PL announce academy reform
Premier League chiefs have revealed a plan to reform youth football in a bid to improve the quality of the England team.
Last Updated: 02/09/10 9:55am
Premier League chiefs have revealed a radical plan to reform youth football as they target a dramatic improvement in the quality of the England team.
Under the plan, top-flight academies will be told to provide 15 to 20 hours of coaching for their nine to 16-year-olds instead of the current five hours.
The huge increase in hours would bring young players more in line with those in countries such as Holland, and academies will have to work with schools and open during summer holidays to accommodate the rise.
It follows a review by Ged Roddy, the Premier League's director of youth development who has spent months comparing youth systems in Spain, Holland and Germany and in other sports such as swimming and cycling.

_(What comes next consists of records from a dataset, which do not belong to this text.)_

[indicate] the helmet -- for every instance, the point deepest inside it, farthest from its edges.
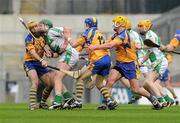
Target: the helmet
(120, 21)
(177, 34)
(128, 25)
(32, 23)
(91, 22)
(146, 24)
(47, 22)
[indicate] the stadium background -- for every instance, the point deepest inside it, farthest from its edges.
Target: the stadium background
(13, 83)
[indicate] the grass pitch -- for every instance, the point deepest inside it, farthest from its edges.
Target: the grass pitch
(19, 113)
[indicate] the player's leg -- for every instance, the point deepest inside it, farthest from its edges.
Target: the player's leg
(149, 83)
(67, 61)
(58, 85)
(33, 77)
(171, 89)
(80, 86)
(49, 81)
(113, 76)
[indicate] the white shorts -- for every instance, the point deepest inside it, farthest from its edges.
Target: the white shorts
(70, 57)
(144, 69)
(161, 68)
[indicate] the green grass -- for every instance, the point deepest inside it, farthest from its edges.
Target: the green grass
(18, 113)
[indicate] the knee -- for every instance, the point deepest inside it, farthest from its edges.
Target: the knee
(34, 84)
(110, 82)
(135, 89)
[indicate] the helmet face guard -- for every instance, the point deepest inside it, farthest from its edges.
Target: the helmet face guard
(145, 24)
(90, 22)
(47, 22)
(119, 21)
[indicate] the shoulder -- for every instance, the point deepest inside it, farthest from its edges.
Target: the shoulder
(123, 35)
(29, 38)
(151, 33)
(56, 30)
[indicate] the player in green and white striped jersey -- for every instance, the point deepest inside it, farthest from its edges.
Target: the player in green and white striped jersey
(158, 60)
(68, 56)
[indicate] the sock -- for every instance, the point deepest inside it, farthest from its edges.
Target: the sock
(67, 95)
(79, 91)
(161, 99)
(167, 98)
(105, 93)
(58, 99)
(32, 96)
(45, 94)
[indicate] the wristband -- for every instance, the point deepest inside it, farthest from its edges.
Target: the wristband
(41, 60)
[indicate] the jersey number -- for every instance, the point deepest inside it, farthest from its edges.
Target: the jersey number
(101, 40)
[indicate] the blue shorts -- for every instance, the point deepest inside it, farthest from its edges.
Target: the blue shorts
(102, 66)
(35, 65)
(127, 70)
(165, 76)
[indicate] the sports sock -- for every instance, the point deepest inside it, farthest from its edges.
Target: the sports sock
(105, 93)
(58, 99)
(45, 94)
(67, 95)
(79, 91)
(32, 96)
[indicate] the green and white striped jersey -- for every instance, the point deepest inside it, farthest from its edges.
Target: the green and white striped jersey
(156, 54)
(55, 39)
(140, 53)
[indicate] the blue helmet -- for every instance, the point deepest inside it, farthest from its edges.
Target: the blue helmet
(91, 22)
(177, 34)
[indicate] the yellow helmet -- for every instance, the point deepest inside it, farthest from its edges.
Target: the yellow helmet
(31, 24)
(128, 25)
(146, 24)
(120, 21)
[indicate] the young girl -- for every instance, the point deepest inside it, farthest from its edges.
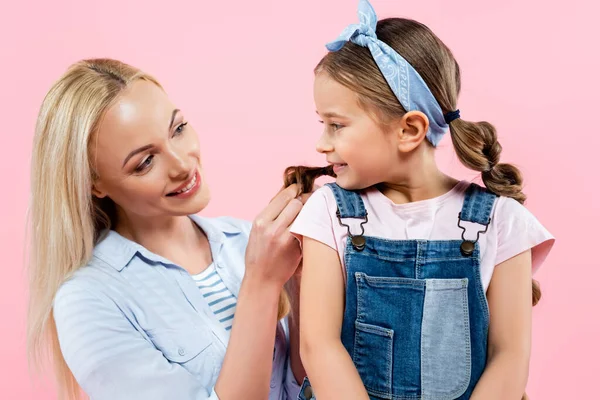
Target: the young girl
(415, 285)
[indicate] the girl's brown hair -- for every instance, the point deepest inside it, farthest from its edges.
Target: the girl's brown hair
(475, 143)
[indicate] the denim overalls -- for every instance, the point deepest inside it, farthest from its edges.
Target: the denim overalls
(416, 316)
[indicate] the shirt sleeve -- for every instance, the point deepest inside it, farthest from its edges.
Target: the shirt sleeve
(314, 220)
(519, 231)
(291, 388)
(109, 358)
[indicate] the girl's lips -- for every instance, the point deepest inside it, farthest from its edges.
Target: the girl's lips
(337, 168)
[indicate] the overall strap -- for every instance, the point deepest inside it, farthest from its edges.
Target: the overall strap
(349, 203)
(477, 208)
(478, 205)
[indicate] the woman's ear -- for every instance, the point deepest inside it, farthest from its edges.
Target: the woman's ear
(97, 190)
(412, 130)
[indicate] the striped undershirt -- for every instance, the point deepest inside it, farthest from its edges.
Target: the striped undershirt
(220, 300)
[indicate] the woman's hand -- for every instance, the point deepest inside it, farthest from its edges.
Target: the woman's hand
(273, 254)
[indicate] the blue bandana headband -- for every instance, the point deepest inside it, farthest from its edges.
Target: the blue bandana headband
(406, 83)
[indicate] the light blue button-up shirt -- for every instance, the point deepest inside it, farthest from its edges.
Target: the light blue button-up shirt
(133, 325)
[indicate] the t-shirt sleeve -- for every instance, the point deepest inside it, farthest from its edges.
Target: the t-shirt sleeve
(314, 220)
(519, 231)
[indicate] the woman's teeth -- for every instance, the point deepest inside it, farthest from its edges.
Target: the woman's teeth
(188, 187)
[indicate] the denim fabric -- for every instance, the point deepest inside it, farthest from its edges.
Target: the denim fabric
(416, 316)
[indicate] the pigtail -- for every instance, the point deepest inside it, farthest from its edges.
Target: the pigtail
(477, 147)
(305, 177)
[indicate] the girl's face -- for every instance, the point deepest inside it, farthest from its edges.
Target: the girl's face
(363, 154)
(147, 156)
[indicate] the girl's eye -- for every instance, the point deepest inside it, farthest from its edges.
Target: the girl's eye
(180, 128)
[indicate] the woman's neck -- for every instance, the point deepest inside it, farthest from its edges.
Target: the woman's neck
(161, 235)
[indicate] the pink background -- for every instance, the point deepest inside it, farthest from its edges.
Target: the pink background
(242, 72)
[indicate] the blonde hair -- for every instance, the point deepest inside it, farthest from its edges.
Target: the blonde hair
(65, 220)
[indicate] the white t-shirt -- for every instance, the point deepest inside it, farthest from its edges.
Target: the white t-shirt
(513, 228)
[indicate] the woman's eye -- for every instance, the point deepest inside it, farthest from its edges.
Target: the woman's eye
(145, 164)
(180, 128)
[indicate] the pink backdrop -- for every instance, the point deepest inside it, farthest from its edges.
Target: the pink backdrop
(242, 71)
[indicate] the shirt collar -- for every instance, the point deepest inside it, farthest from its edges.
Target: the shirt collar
(118, 251)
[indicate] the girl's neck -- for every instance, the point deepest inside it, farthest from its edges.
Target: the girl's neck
(418, 179)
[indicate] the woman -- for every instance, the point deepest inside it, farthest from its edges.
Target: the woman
(137, 297)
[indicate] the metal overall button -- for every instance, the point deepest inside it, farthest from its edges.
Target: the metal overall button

The plan was agreed by the 20 clubs before England's failure at the World Cup and Premier League chief executive Richard Scudamore insists this is not an admission that there are too many foreign players in the top flight.
"It's not an acceptance that we have to do something about the foreign players, it's the opposite - if you are going to make it as an English player into our first teams you have got to be world class," said Scudamore.
"There were 222 English-qualified players who played first-team football in the Premier League last season and we believe that is enough to find 11 to perform in international competition.
"What we really want is an England manager who is spoiled for choice.
"We all sensed it before this World Cup, there wasn't a huge debate about the squad - there was a little bit when he reduced it down to 23.
"What we really want in the build-up to major tournaments is to have 40, 50, 60 players in contention to get on the plane, that's really the objective rather than what looks a fairly self-selecting group.
"It's about increasing that pool, you want to be spoiled for choice in every position."
Scudamore admits that the increase in coaching hours for young players is "almost impossible" under the current school system.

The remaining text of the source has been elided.